We’ve play tested this and it works really well. Now I have to figure out how to explain it. If you’ve been reading along I’ve covered some of these concepts in the past but there’s been some significant refinements.

As the last post outlined there were some issues on how boosts and drains cancel each other out. We have a way of resolving that now.

4e uses a d20 scale instead of a D100 so the main attribute is rolled d20. All skills, modifiers or anything else that would modify a roll is either a Boost or a Drain are given a rating from 1-9 rolled on d10s. I don’t want to have big piles of dice being rolled so here’s the trick. Boosts and Drains are rolled using the same dice.
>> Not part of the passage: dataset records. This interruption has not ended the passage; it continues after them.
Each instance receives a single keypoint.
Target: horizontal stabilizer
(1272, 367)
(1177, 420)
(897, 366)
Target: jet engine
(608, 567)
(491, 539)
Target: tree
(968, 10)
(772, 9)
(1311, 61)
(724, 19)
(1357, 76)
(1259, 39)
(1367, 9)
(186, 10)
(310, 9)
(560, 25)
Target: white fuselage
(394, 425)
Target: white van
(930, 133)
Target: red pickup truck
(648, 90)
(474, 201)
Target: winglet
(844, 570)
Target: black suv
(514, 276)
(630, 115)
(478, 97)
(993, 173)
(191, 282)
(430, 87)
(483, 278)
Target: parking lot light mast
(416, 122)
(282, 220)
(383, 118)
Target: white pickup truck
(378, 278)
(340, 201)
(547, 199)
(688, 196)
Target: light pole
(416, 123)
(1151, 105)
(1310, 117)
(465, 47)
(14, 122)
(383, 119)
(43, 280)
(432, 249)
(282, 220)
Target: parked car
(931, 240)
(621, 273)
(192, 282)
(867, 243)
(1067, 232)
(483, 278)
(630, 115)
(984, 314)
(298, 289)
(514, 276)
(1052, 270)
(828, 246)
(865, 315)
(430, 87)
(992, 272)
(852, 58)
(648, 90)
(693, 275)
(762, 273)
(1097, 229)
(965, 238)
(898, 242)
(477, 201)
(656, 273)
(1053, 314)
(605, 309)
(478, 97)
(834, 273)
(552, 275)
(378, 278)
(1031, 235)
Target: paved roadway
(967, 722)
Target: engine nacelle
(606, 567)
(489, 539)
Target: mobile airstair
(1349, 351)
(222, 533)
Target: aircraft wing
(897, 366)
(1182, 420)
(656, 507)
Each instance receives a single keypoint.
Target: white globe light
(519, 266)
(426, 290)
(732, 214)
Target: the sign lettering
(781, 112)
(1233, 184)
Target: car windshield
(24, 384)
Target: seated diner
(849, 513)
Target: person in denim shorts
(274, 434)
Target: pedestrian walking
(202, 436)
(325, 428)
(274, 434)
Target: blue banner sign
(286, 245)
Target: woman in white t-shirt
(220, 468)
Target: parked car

Here’s how that works.

If you have a Boost, like a skill for instance and no drains, you roll for your attribute on a d20 and for the Boost on a d10. If you roll equal or under the Boost’s rating, you get a success. If you have multiple Boosts, you add more d10s and apply them to your Boosts in the order you like.

If you have a Drain, like a the difficulty of piloting a damaged vehicle, you roll for your attribute on a d20 and the Drain on a d10. If you roll equal or under the Drain’s rating, you lose a success from any you may have gotten from the d20. If you have multiple Drains, you add d10 for each and apply them to your Drains in the order you like.

But what happens if you have a Boost and Drain? What if you have two Boosts and three Drains? Instead of adding a d10 for every Boost and Drain, pair the highest Boosts with the highest Drains. If the Drain is equal or higher than the Boost, eliminate the die from the roll. If the Boost is higher, roll 1d10 for both the Boost and the Drain. If you roll equal or lower than the Boost, add a success. If you also roll equal or under the Drain, negate the success.

You still get to arrange the dice with whatever Boost and Drain you want, but the window for getting a success gets smaller when they are paired.

For example a character has a skill of 3 and a Drain due to fog of 2. If these are paired together, and the player rolls a 1, there is no success gained by the roll. In that case, only a 3 would give a success.

Hopefully that makes sense. We made a character using the 4e rules and tested all that out. It handled multiple modifiers both positive and negative with very little effort. It was suggested that players could use playing cards to arrange and track their Boosts and Drains and pair them up. That might be more of a hassle than it’s worth in some situations but I’m willing to give it a try.